The moment for which Sister is nominated? It’s called “Don’t Sleep on Sister Mary Jo’s curveball”, and it’s the moment when she threw a curveball strike to Lucas Giolito at the ceremonial opening of a Chicago White Sox game in August 2018.

The fans went wild and the moment went viral, catching the attention of baseball fans and casual observers on social media and national media. Her strike also aired on ESPN’s Sportscenter highlight reel.

The National Bobblehead Hall of Fame and Museum now sells a Sister Mary Joe bobblehead for $25. She stands in a pitching stance, wearing a baseball jersey pulled over her habit, and a baseball mitt. Her right hand is cocked back with a baseball, ready to strike.

In April, Topps announced that they would be premiering a Sister Mary Jo baseball card this summer.

Patrick O’Sullivan, Topps Associate Brand Manager, told CNA in April that Sister is a good reminder that: “Baseball is for everyone from every walk of life. That’s what makes it so special and fun to be a fan.”

There’s a reason Sr. Mary Jo, a member of the Dominican Sisters of Springfield and a teacher at Marian Catholic High School, seems so comfortable on the pitching mound. She played softball starting in elementary school and through college and has coached high school sports.

She told the Chicago Catholic in December that she wasn’t about to “get ripped” by past coaches and teammates for a lousy pitch, so she gave the White Sox throw her all. But then again, that’s how she lives her whole life.

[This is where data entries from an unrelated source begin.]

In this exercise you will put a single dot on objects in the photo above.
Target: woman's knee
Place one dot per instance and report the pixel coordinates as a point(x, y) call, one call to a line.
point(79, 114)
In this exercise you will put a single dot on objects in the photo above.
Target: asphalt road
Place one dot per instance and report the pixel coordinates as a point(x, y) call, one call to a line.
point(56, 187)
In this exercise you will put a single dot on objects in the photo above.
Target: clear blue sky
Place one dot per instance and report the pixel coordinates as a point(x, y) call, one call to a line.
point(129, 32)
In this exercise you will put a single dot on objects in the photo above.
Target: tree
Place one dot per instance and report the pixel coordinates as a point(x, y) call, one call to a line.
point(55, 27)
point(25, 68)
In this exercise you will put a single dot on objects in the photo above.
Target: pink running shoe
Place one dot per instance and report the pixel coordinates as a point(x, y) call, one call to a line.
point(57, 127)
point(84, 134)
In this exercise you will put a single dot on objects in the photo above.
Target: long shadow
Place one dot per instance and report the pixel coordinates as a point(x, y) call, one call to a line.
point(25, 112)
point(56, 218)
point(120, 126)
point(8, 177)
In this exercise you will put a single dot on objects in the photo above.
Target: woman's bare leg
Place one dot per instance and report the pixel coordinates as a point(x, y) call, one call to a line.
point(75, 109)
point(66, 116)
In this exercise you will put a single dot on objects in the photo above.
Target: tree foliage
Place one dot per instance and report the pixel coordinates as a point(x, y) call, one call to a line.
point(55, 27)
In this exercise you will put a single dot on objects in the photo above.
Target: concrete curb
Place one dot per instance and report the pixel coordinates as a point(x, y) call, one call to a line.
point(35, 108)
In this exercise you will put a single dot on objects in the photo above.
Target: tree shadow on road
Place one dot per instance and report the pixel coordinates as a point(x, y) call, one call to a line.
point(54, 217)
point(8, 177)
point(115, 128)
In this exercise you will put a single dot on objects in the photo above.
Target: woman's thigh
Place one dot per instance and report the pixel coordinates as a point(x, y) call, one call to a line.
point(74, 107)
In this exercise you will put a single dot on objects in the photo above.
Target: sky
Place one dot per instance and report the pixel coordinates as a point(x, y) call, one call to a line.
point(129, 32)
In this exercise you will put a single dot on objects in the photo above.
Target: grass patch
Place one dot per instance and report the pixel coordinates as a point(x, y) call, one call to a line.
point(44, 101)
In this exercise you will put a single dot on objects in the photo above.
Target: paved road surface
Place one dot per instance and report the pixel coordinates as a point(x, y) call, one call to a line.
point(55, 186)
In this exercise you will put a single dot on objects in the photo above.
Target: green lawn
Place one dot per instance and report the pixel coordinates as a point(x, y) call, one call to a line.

“Before (the pitch), she was just kind of like that loud nun,” Jen Pasyk, a fellow Marian Catholic teacher, told the Chicago Catholic. “She’s kind of gregarious and outgoing. There’s this image that sisters are kind of quiet and reserved, and that was never her. She is very popular, because she makes it a point to meet the students wherever they are. She really goes out for those shy kids who just want to blend into the bricks. She will learn something about them, so someone knows something about them.”

Since the viral moment, Sr. Mary Jo has been invited to various sporting events and speaking engagements. She wants to use the attention to lead others to God, she told the Chicago Catholic.

“The best gift I can give now is to give a good example of what it means to be virtuous,” Sister Mary Jo said. “It’s transitioned to what happens on the field of life. I try my best and sometimes I fail miserably and I get back up and try again. You get up the next day and try again.”